Dosya içeriği ve toplanan deliller ile, çekişme konusu 2507 parsel sayılı taşınmazın davacı, müdahale olunduğu iddia edilen 2508 parsel sayılı taşınmazın ise dava dışı N. Ö..ile Ş. T.. adına paylı mülkiyet üzere kayıtlı olduğu, davalının her iki taşınmazda kayıttan ve mülkiyetten kaynaklanan bir hakkı bulunmadığı, davacının; kendi taşınmazına elatan kişinin, kayıt maliklerinden Şahin"in babası olan davalı olduğunu, bu yerin yıllardan beri davalı tarafından kullanıldığını, keşif yapıldığında ve tanıkları dinlendiğinde bu hususun açıklığa kavuşturulacağını iddia ettiği görülmektedir.

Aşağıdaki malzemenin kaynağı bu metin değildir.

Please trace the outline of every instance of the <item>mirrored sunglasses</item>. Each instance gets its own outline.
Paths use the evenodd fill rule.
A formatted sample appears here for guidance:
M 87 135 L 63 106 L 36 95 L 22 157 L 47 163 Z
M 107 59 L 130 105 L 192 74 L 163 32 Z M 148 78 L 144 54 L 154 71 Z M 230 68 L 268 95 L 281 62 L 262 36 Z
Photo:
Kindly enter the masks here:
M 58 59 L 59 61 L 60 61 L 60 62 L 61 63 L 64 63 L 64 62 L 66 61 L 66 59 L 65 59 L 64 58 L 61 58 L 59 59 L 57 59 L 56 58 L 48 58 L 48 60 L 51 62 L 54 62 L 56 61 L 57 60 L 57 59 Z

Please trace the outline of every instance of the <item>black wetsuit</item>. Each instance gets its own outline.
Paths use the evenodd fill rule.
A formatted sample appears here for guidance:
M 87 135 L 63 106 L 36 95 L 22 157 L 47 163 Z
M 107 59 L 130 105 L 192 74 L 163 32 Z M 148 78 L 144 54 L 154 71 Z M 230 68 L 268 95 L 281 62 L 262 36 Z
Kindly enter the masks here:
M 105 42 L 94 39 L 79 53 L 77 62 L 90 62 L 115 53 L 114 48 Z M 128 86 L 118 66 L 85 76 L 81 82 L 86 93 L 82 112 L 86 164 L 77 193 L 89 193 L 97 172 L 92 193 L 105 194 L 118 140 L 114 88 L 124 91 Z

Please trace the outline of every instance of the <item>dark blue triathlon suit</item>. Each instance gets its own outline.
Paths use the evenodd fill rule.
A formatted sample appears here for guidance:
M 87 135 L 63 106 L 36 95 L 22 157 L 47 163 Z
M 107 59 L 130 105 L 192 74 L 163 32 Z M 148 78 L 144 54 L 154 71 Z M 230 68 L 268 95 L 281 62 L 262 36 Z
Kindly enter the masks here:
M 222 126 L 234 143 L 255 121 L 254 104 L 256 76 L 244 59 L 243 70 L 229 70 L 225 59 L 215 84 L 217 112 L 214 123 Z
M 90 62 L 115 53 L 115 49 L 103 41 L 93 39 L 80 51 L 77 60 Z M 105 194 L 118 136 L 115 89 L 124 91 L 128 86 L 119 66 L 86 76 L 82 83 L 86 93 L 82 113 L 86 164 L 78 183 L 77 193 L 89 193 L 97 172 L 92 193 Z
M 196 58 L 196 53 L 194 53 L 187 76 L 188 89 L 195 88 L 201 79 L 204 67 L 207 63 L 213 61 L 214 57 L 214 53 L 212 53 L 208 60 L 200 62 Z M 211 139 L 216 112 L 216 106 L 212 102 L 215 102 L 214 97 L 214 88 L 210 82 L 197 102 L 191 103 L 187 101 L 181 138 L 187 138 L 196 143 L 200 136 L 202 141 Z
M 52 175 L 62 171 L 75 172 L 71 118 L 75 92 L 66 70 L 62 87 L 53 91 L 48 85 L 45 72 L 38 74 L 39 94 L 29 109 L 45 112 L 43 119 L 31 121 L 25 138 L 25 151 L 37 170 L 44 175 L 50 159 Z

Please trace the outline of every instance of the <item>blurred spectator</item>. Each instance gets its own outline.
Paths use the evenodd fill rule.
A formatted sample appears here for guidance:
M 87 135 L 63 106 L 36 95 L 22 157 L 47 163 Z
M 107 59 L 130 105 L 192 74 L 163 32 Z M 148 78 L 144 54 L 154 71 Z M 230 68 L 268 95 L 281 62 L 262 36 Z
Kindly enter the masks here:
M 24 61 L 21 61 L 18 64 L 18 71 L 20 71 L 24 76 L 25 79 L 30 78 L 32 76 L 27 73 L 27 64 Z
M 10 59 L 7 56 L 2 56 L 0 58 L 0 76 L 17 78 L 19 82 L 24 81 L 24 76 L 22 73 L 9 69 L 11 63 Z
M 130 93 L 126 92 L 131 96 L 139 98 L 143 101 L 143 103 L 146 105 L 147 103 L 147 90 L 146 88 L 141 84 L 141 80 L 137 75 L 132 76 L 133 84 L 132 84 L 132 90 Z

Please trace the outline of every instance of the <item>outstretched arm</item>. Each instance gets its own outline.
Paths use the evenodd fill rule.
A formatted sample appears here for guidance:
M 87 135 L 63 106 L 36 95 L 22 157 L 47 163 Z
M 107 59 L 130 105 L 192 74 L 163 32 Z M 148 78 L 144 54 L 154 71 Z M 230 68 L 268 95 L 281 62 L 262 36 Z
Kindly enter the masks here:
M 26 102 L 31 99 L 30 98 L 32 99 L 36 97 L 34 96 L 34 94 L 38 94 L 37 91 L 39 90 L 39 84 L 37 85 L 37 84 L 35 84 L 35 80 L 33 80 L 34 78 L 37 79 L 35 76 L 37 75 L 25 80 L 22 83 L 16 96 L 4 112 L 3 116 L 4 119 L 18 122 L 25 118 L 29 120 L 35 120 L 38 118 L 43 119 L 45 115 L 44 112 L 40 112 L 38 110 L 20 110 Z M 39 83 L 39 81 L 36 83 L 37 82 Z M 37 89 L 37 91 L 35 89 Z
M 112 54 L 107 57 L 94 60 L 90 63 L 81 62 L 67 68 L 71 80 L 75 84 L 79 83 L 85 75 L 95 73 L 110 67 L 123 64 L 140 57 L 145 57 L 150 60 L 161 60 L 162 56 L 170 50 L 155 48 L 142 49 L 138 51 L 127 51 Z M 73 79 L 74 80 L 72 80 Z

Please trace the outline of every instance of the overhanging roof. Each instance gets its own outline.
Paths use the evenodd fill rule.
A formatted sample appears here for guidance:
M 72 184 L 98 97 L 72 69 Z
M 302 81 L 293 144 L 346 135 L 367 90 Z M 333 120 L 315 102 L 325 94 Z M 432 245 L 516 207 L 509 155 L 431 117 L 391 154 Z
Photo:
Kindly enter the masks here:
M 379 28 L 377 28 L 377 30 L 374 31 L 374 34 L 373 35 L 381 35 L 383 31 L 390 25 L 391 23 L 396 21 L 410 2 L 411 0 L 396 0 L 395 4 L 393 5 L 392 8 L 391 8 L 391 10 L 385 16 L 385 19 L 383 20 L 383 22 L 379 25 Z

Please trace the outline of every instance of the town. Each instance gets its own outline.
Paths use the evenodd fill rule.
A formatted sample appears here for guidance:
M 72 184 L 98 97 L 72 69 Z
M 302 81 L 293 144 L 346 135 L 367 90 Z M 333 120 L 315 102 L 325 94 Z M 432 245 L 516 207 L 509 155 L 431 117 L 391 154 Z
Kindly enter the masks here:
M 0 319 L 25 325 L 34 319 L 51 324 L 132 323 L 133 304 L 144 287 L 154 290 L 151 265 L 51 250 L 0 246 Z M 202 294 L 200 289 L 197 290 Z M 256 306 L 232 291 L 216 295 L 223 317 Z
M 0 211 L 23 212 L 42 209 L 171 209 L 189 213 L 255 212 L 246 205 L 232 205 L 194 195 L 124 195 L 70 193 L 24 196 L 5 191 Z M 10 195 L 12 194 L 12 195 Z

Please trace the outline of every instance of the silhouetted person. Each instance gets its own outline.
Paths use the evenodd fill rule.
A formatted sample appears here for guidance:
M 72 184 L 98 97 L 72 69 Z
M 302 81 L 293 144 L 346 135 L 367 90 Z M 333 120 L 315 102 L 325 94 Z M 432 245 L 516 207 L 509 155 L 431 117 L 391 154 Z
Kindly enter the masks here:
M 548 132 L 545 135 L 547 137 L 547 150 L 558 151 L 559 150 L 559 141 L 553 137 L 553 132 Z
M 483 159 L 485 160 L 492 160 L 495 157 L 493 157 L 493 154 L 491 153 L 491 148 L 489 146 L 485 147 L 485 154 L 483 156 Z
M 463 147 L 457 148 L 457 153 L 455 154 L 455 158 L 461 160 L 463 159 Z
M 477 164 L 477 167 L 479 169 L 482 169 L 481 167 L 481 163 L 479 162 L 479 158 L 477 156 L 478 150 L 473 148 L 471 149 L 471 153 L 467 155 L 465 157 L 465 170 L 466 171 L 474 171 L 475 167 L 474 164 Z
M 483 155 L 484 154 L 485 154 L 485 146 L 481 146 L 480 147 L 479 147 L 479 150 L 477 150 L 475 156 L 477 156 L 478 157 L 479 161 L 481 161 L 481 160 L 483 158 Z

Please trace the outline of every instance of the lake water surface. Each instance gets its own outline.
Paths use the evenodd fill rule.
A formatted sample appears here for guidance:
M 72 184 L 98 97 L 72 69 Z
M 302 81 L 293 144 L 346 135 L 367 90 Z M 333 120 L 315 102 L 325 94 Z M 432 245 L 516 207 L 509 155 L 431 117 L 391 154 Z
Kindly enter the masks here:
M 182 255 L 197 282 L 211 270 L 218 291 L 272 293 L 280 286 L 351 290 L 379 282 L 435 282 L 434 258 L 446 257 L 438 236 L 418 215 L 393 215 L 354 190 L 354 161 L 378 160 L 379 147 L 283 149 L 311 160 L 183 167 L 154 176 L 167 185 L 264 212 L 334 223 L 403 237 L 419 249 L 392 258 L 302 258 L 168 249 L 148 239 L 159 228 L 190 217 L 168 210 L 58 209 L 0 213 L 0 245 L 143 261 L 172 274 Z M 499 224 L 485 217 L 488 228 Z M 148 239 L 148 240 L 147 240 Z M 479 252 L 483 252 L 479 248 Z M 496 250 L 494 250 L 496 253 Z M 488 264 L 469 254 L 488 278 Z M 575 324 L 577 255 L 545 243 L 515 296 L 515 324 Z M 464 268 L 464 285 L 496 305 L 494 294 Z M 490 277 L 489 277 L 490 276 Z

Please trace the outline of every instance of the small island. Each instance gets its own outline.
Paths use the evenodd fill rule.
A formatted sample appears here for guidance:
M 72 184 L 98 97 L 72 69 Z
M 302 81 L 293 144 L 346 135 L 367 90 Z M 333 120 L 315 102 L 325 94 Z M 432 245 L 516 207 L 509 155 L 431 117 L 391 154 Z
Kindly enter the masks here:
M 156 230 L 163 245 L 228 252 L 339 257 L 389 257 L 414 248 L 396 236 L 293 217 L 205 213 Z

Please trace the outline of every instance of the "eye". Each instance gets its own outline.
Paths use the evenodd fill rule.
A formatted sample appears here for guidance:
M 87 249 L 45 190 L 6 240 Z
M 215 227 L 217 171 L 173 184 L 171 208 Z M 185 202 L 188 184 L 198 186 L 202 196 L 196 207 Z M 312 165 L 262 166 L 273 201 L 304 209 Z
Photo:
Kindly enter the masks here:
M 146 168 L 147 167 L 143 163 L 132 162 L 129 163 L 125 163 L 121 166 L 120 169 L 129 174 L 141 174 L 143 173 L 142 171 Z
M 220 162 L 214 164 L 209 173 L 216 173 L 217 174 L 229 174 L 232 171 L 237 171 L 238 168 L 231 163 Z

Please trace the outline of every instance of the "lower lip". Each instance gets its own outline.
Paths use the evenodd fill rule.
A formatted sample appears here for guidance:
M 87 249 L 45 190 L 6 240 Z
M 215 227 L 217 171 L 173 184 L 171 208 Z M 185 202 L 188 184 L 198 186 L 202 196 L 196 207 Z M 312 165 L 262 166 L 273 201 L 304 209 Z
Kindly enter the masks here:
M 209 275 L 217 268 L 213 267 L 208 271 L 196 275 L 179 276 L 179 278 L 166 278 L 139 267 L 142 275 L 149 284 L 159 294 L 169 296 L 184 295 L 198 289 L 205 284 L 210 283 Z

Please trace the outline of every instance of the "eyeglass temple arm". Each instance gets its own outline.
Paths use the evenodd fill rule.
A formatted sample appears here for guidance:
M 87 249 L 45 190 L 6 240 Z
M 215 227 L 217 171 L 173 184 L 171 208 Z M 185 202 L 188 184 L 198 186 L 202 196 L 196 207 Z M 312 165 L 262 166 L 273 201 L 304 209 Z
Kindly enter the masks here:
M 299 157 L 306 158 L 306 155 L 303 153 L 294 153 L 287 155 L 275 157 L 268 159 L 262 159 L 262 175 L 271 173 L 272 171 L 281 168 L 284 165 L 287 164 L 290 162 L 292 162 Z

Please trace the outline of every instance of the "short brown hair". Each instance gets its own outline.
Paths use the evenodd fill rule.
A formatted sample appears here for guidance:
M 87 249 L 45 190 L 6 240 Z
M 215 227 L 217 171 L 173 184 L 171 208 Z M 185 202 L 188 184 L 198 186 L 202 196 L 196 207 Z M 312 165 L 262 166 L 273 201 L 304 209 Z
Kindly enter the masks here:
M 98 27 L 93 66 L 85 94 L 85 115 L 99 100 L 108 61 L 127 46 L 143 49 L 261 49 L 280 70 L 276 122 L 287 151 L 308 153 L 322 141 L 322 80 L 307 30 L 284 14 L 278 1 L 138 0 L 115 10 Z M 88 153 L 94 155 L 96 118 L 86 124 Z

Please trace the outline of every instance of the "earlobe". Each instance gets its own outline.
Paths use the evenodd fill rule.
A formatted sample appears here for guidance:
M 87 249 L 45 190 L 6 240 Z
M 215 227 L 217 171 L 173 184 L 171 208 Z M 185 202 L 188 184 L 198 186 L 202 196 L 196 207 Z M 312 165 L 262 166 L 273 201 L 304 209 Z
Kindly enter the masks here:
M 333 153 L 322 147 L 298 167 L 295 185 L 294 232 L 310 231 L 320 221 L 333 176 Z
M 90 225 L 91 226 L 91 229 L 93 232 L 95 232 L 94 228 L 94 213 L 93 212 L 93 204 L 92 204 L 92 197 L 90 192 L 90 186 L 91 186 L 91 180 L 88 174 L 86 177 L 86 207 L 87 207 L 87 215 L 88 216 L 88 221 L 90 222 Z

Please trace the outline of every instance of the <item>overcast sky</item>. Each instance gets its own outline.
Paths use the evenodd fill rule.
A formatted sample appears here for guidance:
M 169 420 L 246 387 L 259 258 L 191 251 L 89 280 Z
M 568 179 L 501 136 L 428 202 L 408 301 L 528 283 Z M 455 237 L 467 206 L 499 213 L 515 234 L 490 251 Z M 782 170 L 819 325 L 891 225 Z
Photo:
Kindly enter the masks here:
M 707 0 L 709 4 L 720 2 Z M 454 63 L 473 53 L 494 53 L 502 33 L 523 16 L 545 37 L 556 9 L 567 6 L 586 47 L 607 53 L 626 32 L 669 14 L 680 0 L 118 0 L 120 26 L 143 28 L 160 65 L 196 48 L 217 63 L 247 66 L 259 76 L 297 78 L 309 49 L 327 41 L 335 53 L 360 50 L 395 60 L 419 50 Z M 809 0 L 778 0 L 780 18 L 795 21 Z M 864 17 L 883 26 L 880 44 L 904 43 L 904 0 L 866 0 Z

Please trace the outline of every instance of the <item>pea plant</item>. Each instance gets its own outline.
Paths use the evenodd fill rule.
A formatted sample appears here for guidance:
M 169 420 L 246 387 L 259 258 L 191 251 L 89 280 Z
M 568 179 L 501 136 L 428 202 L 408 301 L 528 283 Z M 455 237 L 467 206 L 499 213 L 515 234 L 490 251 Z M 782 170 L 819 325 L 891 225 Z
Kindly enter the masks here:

Hemen belirtilmelidir ki; TMK"nın 683. maddesine dayalı elatmanın önlenmesi istekli davaların konusunu haksız eyleme dayalı tasarrufların oluşturduğu kuşkusuzdur. Eylem kimin tarafından yapılırsa, davanın ona yöneltilerek açılması ve sonucundan onun sorumlu tutulması asıldır. Taşınmazın bir başkası tarafından da tasarruf edilmesinin ya da kullanıma sunulmasının, o yeri haklı ve geçerli bir neden olmaksızın tasarruf eden kişinin sorumluluğunu ortadan kaldırmayacağı da açıktır.
Ayrıca, ecrimisil, kötüniyetli zilyedin geri vermekle yükümlü olduğu bir şeyi haksız olarak alıkoyması nedeniyle hak sahibine ödemek zorunda kaldığı bir tür haksız fiil tazminatı niteliğinde bulunduğuna göre, taşınmaza elatan kişiye yöneltilen bu tür davalarda da davalının kayıt maliki olması gibi bir zorunluluk bulunmamaktadır.
Öte yandan, arzın mütemmim cüz"ü (bütünleyici parçası) olan muhtesatların, zeminin mülkiyetine tabi olmaları nedeniyle (TMK 684.md.) yıkım istekli davalarda, davanın yapının ana nüvesinin üzerinde bulunduğu taşınmazın tüm maliklerine yöneltilmesi gereklidir.
Hâl böyle olunca; elatmanın önlenmesi ve ecrimisil istekleri bakımından işin esasının incelenmesi, eski hale getirme isteği bakımından mahallinde yapılacak keşifte davacıya ait taşınmaza tecavüzlü olan yapılar bulunduğunun saptanması halinde yapının üzerinde bulunduğu diğer taşınmazın maliklerinin de davaya dahil edilmek suretiyle taraf teşkilinin sağlanması, ondan sonra işin esası incelenip sonucuna göre bir hüküm kurulması gerekirken yanılgılı değerlendirme ile yazılı olduğu üzere hüküm tesisi isabetsizdir.
Kabule göre de, dava dilekçesindeki her üç istek bakımından dava değerinin, elatılan taşınmazın ve yıkımı talep edilen yapıların değeri ile istenilen ecrimisil miktarının toplamından oluştuğu gözetilerek, keşfen belirlenecek gerçek dava değeri üzerinden Harçlar Kanununun 26, 27, 28, 30 ve 32. maddelerinin öngördüğü şekilde işlem yapılıp davacı tarafça harcın ikmal edilmesi gerektiği de kuşkusuzdur.
Davacının temyiz itirazları yerindedir. Kabulü ile hükmün açıklanan nedenden ötürü (6100 sayılı Yasanın geçici 3.maddesi yollaması ile) 1086 sayılı HUMK"un 428.maddesi gereğince BOZULMASINA, alınan peşin harcın temyiz edene geri verilmesine, 16.02.2015 tarihinde oybirliğiyle karar verildi.